図1 下顎骨骨折(チタン製プレートで固定された例)
術前 術後
手術では、骨折してずれた骨を正しい位置に戻して、金属プレートや吸収性プレートあるいは金属線で固定します。もう1つの方法として、骨折部が癒合するまで上下の歯を噛み合わせた位置で上顎と下顎を固定する方法(顎間固定)があります。手術を行った場合、術後早期に口から食事をとることができますが、顎間固定では2~4週間は口を開けることができず、その間は流動食の摂取となります。

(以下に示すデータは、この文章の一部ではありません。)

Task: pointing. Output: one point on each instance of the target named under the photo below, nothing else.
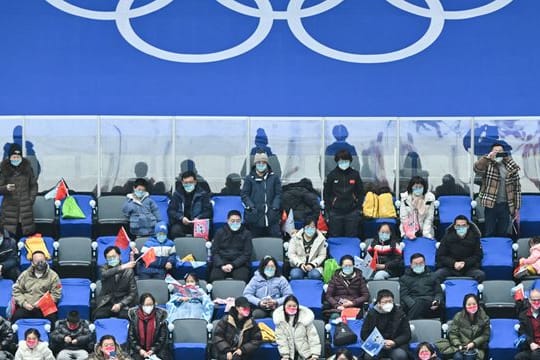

当科では、患者さん個々の状態そして希望に応じた早期の咀嚼機能回復および社会復帰を目指し、手術療法を積極的に行っています。
Ⅱ.歯の外傷
<症状>強くぶつけたりしたことにより歯が動揺したり、抜けかけた(亜脱臼)あるいは完全に抜けた状態(完全脱臼)となります(図2)。
<治療>
歯が欠けただけであれば、通常の歯科治療で対応可能なことが多いのですが、亜脱臼や脱臼した場合は固定する必要があります。完全脱臼した歯は、生理食塩水あるいは牛乳に浸した状態でお持ち下さい。再生着する可能性が高くなります。できるだけ歯を保存する処置を行いますが、残念ながら破折位置や条件が悪い場合は保存不可能な場合があります。
図2 完全脱臼
Ⅲ.軟組織の外傷
<症状>
受傷時にはかなりの出血がみられますが、太い血管を直接損傷しないかぎり、圧迫や時間経過とともに止血するのがふつうです。一方、腫れや痛みは時間経過ともに強くなります。
<治療>
まず清潔な布やガーゼで傷口を圧迫して止血を行います。そして消毒後、縫合します。傷のなかには異物が混入していることもあるため、縫合の前には精査が必要です。土で汚染された傷では,破傷風を予防するための処置を要すこともあります。